Neither the Society nor its founding publication have been assessed as needs-based productions for a specific context, with particular intent. Rarely has the document been assessed for its truthfulness, nor have its consequences been adequately examined.

[i] M Aarons & J Loftus, The Secret War Against the Jews, Reed, 1994, p.18.

[ii] L Zeldis, ‘The Protocols of the Elders of Zion – Anti-Masonry and Anti-Semitism’, on Pietre-Stones Review of Freemasonry, web-site, Sept 2017.

[iii] P Maciejko, The Mixed Multitude, U of Penn, 2011, p.219.

[iv] Pro-GM Lord Northampton, ‘Whither Directing Our Course?’, 2009, reprinted in Harashim, April, 2018, p.11.

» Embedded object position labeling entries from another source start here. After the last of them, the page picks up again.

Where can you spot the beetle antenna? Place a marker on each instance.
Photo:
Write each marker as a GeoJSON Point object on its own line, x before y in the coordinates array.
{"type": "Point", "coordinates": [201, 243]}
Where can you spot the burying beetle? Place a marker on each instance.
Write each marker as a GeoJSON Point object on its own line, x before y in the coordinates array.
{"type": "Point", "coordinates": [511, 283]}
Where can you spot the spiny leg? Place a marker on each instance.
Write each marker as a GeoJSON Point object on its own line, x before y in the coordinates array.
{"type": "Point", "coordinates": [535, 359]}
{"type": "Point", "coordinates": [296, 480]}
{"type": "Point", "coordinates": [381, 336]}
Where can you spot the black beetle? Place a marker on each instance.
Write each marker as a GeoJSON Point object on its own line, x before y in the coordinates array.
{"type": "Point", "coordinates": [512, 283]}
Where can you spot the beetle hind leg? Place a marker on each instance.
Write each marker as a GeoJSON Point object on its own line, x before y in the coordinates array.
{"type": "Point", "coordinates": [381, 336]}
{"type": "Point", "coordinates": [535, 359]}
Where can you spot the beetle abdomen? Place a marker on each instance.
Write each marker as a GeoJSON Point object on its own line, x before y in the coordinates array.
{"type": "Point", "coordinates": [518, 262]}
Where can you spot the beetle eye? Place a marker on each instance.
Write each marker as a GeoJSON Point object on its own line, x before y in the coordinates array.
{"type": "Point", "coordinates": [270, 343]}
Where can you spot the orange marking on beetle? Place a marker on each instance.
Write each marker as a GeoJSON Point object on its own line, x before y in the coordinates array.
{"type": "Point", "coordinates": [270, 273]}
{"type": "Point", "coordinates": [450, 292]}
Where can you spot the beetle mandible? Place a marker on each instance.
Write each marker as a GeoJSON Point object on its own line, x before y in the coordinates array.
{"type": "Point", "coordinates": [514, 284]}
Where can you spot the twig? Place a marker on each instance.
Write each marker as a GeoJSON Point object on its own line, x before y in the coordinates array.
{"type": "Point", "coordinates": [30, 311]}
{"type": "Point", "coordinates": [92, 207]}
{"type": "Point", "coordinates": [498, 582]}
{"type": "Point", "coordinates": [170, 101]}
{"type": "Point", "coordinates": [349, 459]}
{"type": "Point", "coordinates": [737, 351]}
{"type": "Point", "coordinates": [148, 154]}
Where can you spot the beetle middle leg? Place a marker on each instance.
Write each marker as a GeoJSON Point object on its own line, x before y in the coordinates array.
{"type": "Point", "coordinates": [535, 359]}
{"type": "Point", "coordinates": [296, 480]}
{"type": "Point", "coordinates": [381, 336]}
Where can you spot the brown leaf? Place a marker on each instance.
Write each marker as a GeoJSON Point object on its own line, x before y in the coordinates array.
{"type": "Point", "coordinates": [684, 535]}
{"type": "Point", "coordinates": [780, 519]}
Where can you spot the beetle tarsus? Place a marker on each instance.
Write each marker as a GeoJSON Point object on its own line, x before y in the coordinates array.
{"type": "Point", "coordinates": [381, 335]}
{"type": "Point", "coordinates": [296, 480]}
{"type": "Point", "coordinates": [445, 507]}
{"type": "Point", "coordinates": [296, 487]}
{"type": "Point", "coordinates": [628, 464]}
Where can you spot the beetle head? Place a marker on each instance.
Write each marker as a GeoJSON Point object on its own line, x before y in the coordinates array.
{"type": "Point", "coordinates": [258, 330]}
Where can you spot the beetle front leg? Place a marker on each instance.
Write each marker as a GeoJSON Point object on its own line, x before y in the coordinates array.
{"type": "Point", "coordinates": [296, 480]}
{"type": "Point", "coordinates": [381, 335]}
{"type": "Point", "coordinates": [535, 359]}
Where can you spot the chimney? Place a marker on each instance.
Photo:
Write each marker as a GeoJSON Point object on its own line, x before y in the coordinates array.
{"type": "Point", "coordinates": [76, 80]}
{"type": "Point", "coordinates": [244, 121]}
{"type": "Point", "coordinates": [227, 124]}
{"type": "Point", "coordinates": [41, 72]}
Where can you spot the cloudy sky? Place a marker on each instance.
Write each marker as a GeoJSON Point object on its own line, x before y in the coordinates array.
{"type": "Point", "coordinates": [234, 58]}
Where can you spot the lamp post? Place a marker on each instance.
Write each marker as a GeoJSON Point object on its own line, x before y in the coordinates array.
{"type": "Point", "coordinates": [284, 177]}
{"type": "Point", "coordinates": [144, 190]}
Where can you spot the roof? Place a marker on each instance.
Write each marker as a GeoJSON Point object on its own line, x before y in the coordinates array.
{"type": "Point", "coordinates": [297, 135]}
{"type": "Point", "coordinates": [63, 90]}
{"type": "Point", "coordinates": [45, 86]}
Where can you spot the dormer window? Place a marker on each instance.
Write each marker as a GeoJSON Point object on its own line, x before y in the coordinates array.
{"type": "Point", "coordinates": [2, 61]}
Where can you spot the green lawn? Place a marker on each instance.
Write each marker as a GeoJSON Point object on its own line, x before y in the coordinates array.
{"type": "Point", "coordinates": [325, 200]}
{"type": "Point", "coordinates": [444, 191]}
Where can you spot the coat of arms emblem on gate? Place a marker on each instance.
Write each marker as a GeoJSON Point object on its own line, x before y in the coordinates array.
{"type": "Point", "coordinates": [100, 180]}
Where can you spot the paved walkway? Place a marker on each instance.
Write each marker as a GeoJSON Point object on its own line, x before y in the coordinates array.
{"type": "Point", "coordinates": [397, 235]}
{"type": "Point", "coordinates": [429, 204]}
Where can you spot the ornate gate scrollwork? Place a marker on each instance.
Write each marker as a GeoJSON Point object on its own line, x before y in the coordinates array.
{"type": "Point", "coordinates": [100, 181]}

[v] Website <Universal Freemasonry – To the Glory of God>, 11/2017.

[vi] J Passmore on Teilhard, quoted by J Brooke, ‘Visions of Perfectibility’, Jnl of Evolution and Technology, 14 (2) August, 2005, p.8.

[vii] M Viorst, What Shall I Do With This People? Free Press, 2002.

[viii] J Billington, The Fire in the Minds of Men, Basic Books, 1980, p.24.

[ix] M Jacob, Living the Enlightenment, OUP, 1991, p.21.